Tu déformes ces vérités pour qu'à son réveil celle-ci ne soient plus que de relents cauchemardesques dont son esprit se remémorera par fragment parce que tu ne peux en faire plus... Tu ne pourras le manipuler plus - tu es chirurgienne, pas prestidigitatrice et pourtant prisonnière de ta nature humaine tu implores le destin, l'implore de se tenir à tes côtés pour te permettre d'accomplir ce miracle. Quand bien même cela reviendrait à abuser de lui, tu souhaites qu'il oublie que jamais il n'est à vivre avec douleur ; qu'il en soit amputé et que la destiné te la transfert seulement...

Folle, tu es prête à vivre avec ce poids - tu as déjà son sang sur les mains, tu ne demandes plus qu'à partager ses affres.

Ces lacrima brouillent ta vision tandis que tes doigts se mouvent, répétant cette mécanique pour accomplir insensé désir. Aliéné, en transe, tu ne t'arrêteras pas avant d'atteindre cet objectif qui relève de la démence. Pourtant, égoïste qu'il est il sort de sa torpeur, s'en vient poser sa main sur ta joue et te demande de ne pas pleurer...

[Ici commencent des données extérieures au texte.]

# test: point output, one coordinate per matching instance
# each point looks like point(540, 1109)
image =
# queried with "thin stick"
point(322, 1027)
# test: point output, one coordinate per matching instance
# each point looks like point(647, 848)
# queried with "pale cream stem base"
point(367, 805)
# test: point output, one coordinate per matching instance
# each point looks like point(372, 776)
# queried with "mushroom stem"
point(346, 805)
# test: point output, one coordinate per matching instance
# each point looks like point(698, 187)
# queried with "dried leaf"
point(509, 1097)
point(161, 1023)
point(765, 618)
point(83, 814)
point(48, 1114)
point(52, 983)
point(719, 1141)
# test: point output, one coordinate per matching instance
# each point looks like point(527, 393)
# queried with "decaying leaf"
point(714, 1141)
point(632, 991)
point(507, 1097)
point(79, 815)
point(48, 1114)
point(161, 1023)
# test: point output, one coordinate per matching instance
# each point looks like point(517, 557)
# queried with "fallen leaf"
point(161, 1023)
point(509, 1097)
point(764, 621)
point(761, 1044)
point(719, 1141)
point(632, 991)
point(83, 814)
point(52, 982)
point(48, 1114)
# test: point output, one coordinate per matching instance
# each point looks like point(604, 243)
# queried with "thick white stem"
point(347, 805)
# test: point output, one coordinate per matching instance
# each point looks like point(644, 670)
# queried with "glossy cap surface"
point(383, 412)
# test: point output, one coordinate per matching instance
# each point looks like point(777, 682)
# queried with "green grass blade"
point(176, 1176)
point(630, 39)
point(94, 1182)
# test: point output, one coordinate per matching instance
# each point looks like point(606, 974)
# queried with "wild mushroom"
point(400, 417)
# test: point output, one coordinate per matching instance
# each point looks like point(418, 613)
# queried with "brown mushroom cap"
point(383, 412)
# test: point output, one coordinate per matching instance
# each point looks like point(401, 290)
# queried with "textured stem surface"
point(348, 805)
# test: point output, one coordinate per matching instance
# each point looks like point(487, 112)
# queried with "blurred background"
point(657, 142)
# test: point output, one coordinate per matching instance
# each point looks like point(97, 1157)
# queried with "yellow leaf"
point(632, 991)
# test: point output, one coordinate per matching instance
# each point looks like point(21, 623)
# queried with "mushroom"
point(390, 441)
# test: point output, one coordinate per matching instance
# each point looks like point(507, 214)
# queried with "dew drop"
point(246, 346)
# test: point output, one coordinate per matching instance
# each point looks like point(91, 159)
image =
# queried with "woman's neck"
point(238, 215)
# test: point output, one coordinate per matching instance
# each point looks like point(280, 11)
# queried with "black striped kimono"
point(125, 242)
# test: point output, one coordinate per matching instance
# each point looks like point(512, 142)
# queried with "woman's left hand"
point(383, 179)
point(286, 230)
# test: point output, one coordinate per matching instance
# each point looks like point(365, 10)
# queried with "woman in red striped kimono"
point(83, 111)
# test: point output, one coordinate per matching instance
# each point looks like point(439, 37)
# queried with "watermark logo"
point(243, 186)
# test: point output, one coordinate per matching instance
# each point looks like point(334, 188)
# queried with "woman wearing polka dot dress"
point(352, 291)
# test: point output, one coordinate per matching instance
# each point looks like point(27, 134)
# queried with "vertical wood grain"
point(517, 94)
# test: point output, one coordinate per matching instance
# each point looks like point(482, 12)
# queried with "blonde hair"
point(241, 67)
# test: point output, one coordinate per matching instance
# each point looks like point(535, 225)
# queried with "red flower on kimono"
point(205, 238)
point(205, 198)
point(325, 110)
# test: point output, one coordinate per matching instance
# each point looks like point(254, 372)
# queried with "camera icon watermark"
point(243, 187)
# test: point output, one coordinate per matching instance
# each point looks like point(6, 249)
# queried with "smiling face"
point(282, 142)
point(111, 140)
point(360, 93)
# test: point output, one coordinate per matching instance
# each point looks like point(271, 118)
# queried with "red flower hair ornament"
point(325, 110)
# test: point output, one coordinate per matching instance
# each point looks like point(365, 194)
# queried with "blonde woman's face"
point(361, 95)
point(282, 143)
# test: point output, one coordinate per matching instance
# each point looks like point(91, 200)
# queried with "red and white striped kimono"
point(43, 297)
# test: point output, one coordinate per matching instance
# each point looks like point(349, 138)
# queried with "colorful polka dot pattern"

T'extirpant à peine de ton délire, ne faisant même que l'aggraver ; tu effleures cette main, la saisis, l'observe et y appose un soin avant de la reposer. Tu n'as pas fini et celle-ci peut attendre, tu as d'abord plus important à soigner, à effacer. Ainsi égoïste, murée dans ton silence traduisant une peine indicible, tu reprends ton ouvrage.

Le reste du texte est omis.